Parece que nos vamos metiendo en un túnel. Cada minuto hay menos luz. La puntita de la carretera, de por sí, nunca la ves, pero ahorita menos.

- Súbele un poquito porque se va a meter la porquería.

- ¡Pero me estoy asando!

- Se va a meter una bolsa de basura y va a apestar aquí adentro.

Dicho y hecho. Que se mete una pinche bolsa llena de olores puerco-ancestrales.

Y cada vez más viento.

Aire y agua.
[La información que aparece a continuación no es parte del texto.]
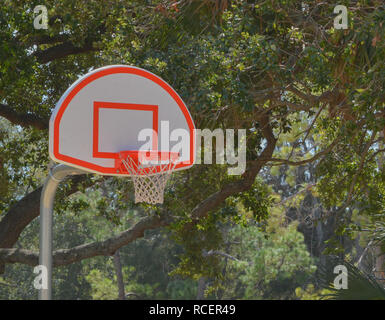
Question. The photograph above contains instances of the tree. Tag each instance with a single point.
(270, 67)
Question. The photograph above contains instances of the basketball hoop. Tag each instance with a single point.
(150, 172)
En cosa de un segundo conté más de 10 bolsas de plástico que flotaban igual que tu tierno cuerpecito aquella vez que te metiste al cenote de Tres Reyes y agitabas tus bracitos envueltos en unos ridículos colchoncitos anaranjados. Ese rancho maldito donde tu padre conoció a la secretaria más eficiente que pudo imaginar.

Por esta carretera, hace no mucho, pasaba todo mundo a pie cargando sus botellas de miel, con la niña por un lado y la leña en la cabeza. Lloviera o no, llevándose a la boca sus naranjas peladas, caminaban sin prisa. Iban a todos lados para distraer el hambre y el dolor de muela, sin punto de reposo, sin remedio, sin salida y lo peor, sin tener a dónde llegar. Las blancas ropas de la gente eran ahora evocadas por el plástico blanco del mini, el súper, el mega y el híper mercado. Las esquirlas del “desarrollo”.

Cuando la bolsa de plástico fue succionada por el vacío de mi corazón (así lo sentí yo) Carlitos le tiró un manotazo y mi alma se perdió en un abismo profundo y negro porque vi o reviví una escena que sordamente me acompaña siempre: la primera vez que Carlos osó ponerme la mano encima.

Por instinto levanté mi brazo como para defenderme, la bolsa se congeló frente a mis ojos. Alcancé a tomar la mano de Carlitos como rogándole que no siguiera los pasos su padre. Y en ese instante perdí el control, como en tantas otras ocasiones. Sobrevino el black out, la tragedia, pero nunca el perdón.

Por eso ahora en el camino a Las Coloradas, hay dos cruces. Una grande y una chiquita. Si pasas después de media noche, dicen, puedes oír un grito de rabia y otro de angustia. No se distingue bien a bien de donde sale cada uno.